Kandahar’s fall to the Taliban is a moment of huge significance

In the sprawling compound of Mullah Omar, the Taliban’s first emir, outside the southern city of Kandahar, curious onlookers were poking through his rooms.

There was the little mosque inside the walls, a camel stable damaged by a US rocket, and a series of bare rooms, some scattered with pages torn from a religious text, one a bedroom hung with a picture of an Alpine scene. Nearby, armed men sat on a strange sculpture of a mountain surrounded by spindly palm trees.

It was December 2001, a handful of days after the Taliban’s defeat in the aftermath of 9/11, and the group had fled the city that once was its capital. Mullah Omar himself was gone. And while there was little to learn about the character of the Taliban’s fled leader, Kandahar itself was giving up its secrets.

In houses behind walls in anonymous suburbs, the first reporters to reach the city discovered the training camps of the jihadis Mullah Omar hosted, places where foreign students were taught bomb-making skills and developed plans for attacks abroad, as evidenced by scorched notebooks in multiple languages found on a hastily lit bonfire.

Passing a street in the city centre, a group of men stood watching from a rooftop, one wearing an old Soviet gas mask. Citizens of the city spoke of the Taliban’s brutal rule; of executions by stoning and their own corruption, with many welcoming the group’s fall.

Now Kandahar has turned full circle, falling to the Taliban on Thursday, with the group’s officials once more in charge of the city and already taking meetings in the governor’s office.

“Kandahar is completely conquered. The mujahideen reached Martyrs’ Square,” a Taliban spokesman tweeted, referring to the city landmark.

The significance of the Taliban’s retaking of Kandahar after 20 years should not be underestimated either in terms of history or strategically.
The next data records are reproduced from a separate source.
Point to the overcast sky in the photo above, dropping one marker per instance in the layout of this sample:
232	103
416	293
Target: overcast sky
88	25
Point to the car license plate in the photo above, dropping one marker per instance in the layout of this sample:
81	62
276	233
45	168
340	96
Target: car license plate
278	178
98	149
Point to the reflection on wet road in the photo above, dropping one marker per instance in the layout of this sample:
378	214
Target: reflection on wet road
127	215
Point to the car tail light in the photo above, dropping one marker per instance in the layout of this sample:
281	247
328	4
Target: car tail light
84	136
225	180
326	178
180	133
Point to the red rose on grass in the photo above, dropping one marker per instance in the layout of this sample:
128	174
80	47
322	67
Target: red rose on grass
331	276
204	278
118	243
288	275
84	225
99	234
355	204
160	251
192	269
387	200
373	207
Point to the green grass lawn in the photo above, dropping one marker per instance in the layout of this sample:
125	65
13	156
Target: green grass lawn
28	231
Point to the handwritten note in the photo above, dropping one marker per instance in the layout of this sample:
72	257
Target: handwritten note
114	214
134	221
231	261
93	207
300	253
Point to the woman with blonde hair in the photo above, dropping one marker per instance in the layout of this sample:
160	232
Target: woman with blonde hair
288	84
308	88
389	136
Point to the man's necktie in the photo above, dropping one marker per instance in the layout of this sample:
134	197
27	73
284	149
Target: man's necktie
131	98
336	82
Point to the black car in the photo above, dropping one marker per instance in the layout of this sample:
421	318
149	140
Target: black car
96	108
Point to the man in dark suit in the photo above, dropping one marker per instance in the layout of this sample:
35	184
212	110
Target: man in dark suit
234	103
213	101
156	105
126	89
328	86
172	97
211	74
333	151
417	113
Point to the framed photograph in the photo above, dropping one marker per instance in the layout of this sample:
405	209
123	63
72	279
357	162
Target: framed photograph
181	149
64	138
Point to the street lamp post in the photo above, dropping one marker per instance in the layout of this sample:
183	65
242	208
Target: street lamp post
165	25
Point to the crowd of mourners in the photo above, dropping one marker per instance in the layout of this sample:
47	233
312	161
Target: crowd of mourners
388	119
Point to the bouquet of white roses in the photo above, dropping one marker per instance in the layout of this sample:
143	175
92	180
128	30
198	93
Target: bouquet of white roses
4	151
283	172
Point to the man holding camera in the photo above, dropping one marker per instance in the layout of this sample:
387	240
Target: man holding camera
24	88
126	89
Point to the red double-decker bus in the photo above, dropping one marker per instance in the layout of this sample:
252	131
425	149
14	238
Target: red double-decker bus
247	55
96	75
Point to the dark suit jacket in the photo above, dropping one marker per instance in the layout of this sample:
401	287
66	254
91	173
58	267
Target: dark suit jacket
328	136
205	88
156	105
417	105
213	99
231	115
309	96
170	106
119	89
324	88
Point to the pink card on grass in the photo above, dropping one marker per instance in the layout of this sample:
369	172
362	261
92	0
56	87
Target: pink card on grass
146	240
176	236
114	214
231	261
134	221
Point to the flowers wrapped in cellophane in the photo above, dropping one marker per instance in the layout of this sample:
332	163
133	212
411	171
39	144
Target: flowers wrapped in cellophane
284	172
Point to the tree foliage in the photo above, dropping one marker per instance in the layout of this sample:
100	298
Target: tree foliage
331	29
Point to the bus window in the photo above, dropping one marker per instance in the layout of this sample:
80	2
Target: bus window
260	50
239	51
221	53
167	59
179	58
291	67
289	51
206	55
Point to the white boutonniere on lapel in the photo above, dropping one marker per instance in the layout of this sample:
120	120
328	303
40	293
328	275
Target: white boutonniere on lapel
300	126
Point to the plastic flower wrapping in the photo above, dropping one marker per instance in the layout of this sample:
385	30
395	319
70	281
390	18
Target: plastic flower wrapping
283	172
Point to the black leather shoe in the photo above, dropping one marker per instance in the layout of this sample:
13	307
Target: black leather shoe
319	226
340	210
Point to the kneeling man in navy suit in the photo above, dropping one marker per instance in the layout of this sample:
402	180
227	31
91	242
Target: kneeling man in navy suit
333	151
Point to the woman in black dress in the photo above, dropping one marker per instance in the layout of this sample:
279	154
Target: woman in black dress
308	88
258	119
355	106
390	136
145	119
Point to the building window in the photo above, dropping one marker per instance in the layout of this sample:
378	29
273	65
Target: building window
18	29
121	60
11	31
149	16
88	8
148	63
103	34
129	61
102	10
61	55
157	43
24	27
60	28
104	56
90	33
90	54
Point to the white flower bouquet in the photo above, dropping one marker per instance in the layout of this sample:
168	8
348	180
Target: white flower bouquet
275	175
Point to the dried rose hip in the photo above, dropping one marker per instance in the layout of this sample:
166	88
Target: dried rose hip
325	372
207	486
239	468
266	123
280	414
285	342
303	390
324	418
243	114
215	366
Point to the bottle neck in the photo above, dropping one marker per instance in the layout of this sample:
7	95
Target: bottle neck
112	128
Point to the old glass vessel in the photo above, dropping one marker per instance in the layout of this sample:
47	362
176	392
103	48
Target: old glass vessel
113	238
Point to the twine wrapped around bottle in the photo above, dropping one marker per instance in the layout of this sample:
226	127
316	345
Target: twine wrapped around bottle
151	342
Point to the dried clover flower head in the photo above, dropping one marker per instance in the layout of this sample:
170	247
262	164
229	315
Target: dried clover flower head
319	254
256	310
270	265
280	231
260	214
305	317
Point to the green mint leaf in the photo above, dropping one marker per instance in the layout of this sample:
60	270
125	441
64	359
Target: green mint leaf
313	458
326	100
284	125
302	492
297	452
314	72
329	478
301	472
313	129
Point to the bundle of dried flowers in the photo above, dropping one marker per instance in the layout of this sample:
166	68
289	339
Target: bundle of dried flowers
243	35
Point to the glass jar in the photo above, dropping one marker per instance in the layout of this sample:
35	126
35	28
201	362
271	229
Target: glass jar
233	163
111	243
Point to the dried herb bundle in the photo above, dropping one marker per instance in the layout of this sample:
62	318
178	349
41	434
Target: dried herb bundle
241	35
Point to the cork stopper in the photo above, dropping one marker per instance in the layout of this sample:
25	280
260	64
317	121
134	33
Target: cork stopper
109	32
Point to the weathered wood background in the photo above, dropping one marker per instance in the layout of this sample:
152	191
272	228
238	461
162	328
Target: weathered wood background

Regarded as the capital of the Pashtun-speaking south, Kandahar has always exerted a special sense of gravity on the rest of the country, representing one of its main ethnic faultlines.

What it underlines most powerfully is how the Taliban survived during the long years of the US-led intervention to be able to return to the place where it began.

If the sight of US and British special forces outside Mullah Omar’s house appeared to mark the emirate’s fall in 2001, the appearance of its fighters in Martyrs Square has reified its resurgence.

It was first formed in the early 1990s by members of the CIA-backed Afghan mujahideen, who had resisted the Soviet occupation of Afghanistan between 1979 and 1989, and attracting younger Pashtun tribesmen who studied in Pakistani madrassas in exile.

The first iteration of the Taliban attracted support by promising to end the internecine warlord violence that characterised the Soviet withdrawal.

In the mid-1990s – as now – the Taliban expanded their control of the country, employing Kandahar as their first stronghold, and benefiting from the divisions among the warlords opposing them.

If some things have changed in the intervening 20 years, including the Taliban’s newfound engagement with the world and desire for international legitimacy, others have remained a constant.

As Gilles Dorronsoro noted in a prescient paper for the Carnegie Endowment for Peace in 2009 – The Taliban’s Winning Strategy in Afghanistan – they remain “a revolutionary movement, deeply opposed to the Afghan tribal system and focused on the rebuilding of the Islamic Emirate.”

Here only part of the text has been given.